Now does the song sound familiar?
There’s only so much a new Democratic leader can accomplish with a slim majority and a Republican president who will be taking his veto pen out of mothballs.
But what Pelosi and her Democratic colleagues can do is something Republicans, now to their chagrin, foolishly failed to do — use their new broom to sweep lobbyist excesses out of the House.
During the campaign season, Pelosi leaned heavily on the so-called Republican “culture of corruption,” and she vowed that if her party took control in January, the first order of business on Day One would be ethics reform.
Lobbyists won’t like the changes she has in mind. Neither will a lot of members of Congress grown accustomed to perks lobbyists have been eager to bestow all these years — with no strings attached, of course.
Pelosi intends to change the chamber’s rules to reflect the provisions of her Honest Leadership and Open Government Act of 2006, which would prohibit House members from accepting gifts and travel from lobbyists or from organizations that employ lobbyists.
The act sounds promising, and has already been test-fired in the House, where it lost by only three votes.
Pelosi would prohibit congressmen and their staff members from using corporate jets for travel taken as part of their official duties, and would prevent them from taking anything of value from lobbyists, including meals, tickets and entertainment (including, of course, Tom DeLay-type golf resort trips to Scotland).-
The bill would crack down on lobbyists directly by creating an Office of Public Integrity that would scrutinize their periodic filings.
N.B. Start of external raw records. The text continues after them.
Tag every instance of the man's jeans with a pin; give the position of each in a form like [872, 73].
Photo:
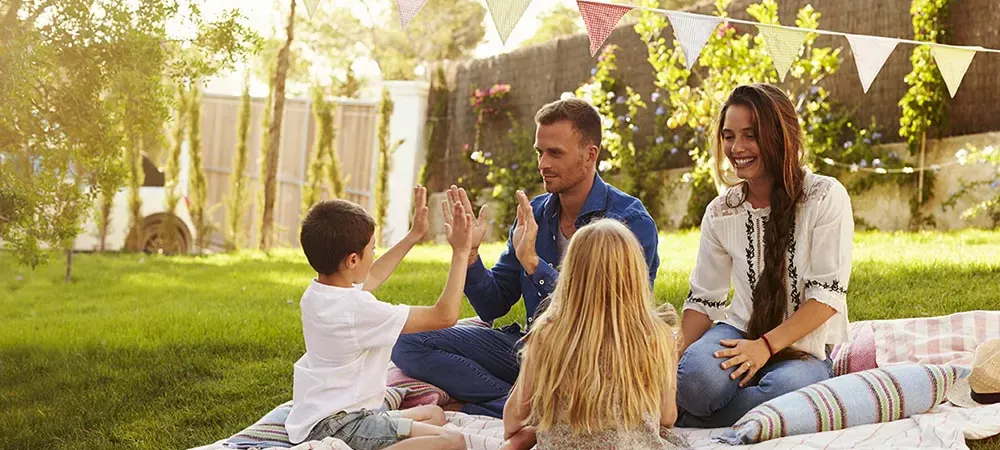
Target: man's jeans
[473, 364]
[708, 398]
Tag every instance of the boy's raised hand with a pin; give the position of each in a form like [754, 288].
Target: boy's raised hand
[421, 223]
[479, 225]
[458, 226]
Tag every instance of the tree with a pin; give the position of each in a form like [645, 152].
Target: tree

The new rules would apply as soon as they were approved by a simple House majority.
Similar reform in the Senate would be tougher, even though the future Senate Majority Leader Harry M. Reid declared that ethics reform “will be a priority,” since a two-thirds majority is needed to modify Senate rules.
But if the measure is successful in the House, and the public finally gets a whiff of true reform, perhaps senators will have to follow suit.
The Pelosi bill is sure to face opposition, and at least some of its provisions will probably be weakened before it comes to a vote, but it is a great way to begin the healing.